Now think about your own home. With the appliances that you have in your kitchen, or even in the house as a whole, how likely are you to be the next big celebrity chef? Is your kitchen studio made up of new units upon a new unit, or do you have a much older system in place? How much of a lifespan do you reckon that your refrigerators and cookers have? Sure, they were an efficient model when they were first installed ages ago, but now…. maybe not. Checking the age of your appliances is a great way to know the life expectancy of everything from your AC system to your dishwasher.

Old Appliances

The point is this—yes, dropping everything to become a celebrity chef is an analogy that may seem far-fetched, but when it comes to your home’s appliances, it isn’t really a bad way to consider the longevity of your set-up! Who knows, you may even make your own cooking show someday (and good luck to you if you do!) but right now, if your cooking tools are predominantly made up of appliances that have eclipsed their life expectancy, then the only thing that you are likely to make is a mess.

The same metaphor applies to the rest of the home too, particularly for your HVAC system. The HVAC (which stands for heating, ventilation, and air conditioner) units are the most used in any household and require regular maintenance to keep in operation, even if they are also older systems. Obviously, analog thermostats and a rusty furnace may make determining the age of your appliances a little simpler, but the same cannot be said of the air conditioner units, particularly if part of them is outside of the building.

The HVAC Relationship

The HVAC system is used all year round in some capacity: the furnace is often working over the winter months to warm a cool home, whereas the air conditioner unit does most of its work keeping you cool in the summer. If there is a fault with either of these, or the ventilation within the home is blocked, then further problems arise. If the AC unit isn’t keeping the air dry, then the furnace has to work harder to warm the air and the moisture within. If the furnace has a problem then the air conditioner, (particularly if it is an older air conditioner unit which doesn’t have the heat pump installed) is going to be circulating cool air only, which also fails to dry out the air. Either way, an increase in moisture is terrible for your home’s health, your physical health, and the health of your energy savings, which you may as well forget about as an old appliance costs more in both energy and money to run.

So, as you can see, it’s a good idea to keep on top of your appliances. You can never be specific about how old an appliance is, particularly if it was already in the home when you moved in. You can ask the previous tenants or the landlord, but if you are a homeowner then this may not be very practical. You can be a little more general, however, when it comes to determining their age. Most air conditioners last for about 10 to 15 years with decent upkeep, and potentially longer if they are very well maintained, but modern air conditioners have extra features (like the afore-mentioned heat pump) that take the pressure off other HVAC systems.

Out With The Old

If you have realized that the energy bills are increasing, the indoor air is humid, or is too chilly, or have started to smell damp and see mold on the walls, then it’s a good indication that the relationship between HVAC appliances has broken down.
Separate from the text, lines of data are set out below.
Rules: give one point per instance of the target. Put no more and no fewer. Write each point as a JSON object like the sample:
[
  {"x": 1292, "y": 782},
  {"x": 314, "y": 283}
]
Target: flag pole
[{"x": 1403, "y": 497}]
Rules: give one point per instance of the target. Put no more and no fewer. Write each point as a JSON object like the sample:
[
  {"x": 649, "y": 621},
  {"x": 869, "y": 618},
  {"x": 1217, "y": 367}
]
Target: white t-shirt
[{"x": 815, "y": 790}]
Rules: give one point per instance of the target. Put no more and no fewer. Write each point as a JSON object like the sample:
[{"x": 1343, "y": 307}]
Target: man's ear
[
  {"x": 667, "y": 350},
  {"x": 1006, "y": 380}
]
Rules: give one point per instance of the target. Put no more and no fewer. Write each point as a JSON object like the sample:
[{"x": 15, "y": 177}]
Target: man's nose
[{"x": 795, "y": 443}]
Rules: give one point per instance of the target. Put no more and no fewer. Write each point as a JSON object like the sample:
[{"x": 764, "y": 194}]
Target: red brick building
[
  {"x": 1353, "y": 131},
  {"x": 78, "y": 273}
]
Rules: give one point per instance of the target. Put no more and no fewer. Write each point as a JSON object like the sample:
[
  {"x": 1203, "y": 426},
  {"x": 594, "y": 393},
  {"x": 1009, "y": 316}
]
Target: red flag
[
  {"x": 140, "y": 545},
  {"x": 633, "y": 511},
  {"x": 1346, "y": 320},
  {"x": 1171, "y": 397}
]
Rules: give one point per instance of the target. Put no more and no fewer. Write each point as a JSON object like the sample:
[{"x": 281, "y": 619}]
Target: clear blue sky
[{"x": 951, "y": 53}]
If you are going to replace any of them, start with the air conditioner. The versatility of newer models means that an air conditioner unit can be used to keep the air cool and dry in summer, and warm and dry in winter with the addition of a heat pump. It means that other appliances aren’t being stretched to overuse, and less energy is used overall. Just remember to keep on maintaining them new AC units, and keep them clean and shiny for your cooking show debut!